Last Saturday, I was on a train when a group of kids boarded with bikes which they placed against the opposite doors from which they entered. As the train sped, the bikes wiggled and threatened to fall over. Without giving it a second thought, I jumped from my seat and tried to hold them, but before I could reach them, they stabilized and stayed upright. I was already half standing, so I just tried to go back to my seat but, instead, I fell to the floor on my bum, hitting the edge of the seat with my back and the side panel with my elbow. I had forgotten that I had been sitting on one of those retractable seats.
I stayed on the train floor for probably five seconds which felt like an eternity.
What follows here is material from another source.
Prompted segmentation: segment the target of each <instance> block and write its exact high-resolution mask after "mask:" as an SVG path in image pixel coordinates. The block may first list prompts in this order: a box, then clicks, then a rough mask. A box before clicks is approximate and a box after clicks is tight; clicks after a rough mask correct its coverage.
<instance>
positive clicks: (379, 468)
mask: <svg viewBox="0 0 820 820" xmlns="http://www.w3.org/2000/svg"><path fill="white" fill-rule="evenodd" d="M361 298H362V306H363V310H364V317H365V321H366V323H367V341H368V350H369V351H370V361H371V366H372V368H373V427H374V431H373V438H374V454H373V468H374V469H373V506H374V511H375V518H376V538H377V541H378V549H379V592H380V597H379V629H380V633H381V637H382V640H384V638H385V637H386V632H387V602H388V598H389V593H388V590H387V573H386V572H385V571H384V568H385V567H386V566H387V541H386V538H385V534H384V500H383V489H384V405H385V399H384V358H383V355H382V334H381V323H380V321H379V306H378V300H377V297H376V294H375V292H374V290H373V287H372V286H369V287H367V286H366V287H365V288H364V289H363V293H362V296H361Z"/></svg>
I then tried to get up but, because the train was in motion, I struggled to grab one of the poles to lift myself up. After probably 30 seconds of battling to hold the pole firmly, I was able to stand up, dust my jacket and my trousers, and make sure that this time the seat was down before I sat. Meanwhile, the rest of the passengers acted as if nothing had happened. No one came to help me. Not even the kids who owned the bikes. One of them just exclaimed "wow!" and looked away. The whole car remained in silence until the next stop.
As I was trying to make sense of what had happened, I didn't feel any embarrassment nor pain. I was just shocked, upset really, that nobody came to my aid. I could have broken a bone for all they cared and absolutely no one could be bothered to help a fellow human being in distress. When did we become like this? When did we stop caring for the wellbeing of others? Has it always been like this and I just hadn't realized it? Where did it all go wrong?
Photographer Bettina Rheims said during the Festival de Hyères: "If one day we convince one person to open their ideas and minds then we help make the world better." I hope that if at least one person reads this post, I convince them to make an effort to offer a hand when another human being is in need of help. Like Bettina, I believe that we can change the world, one person at a time.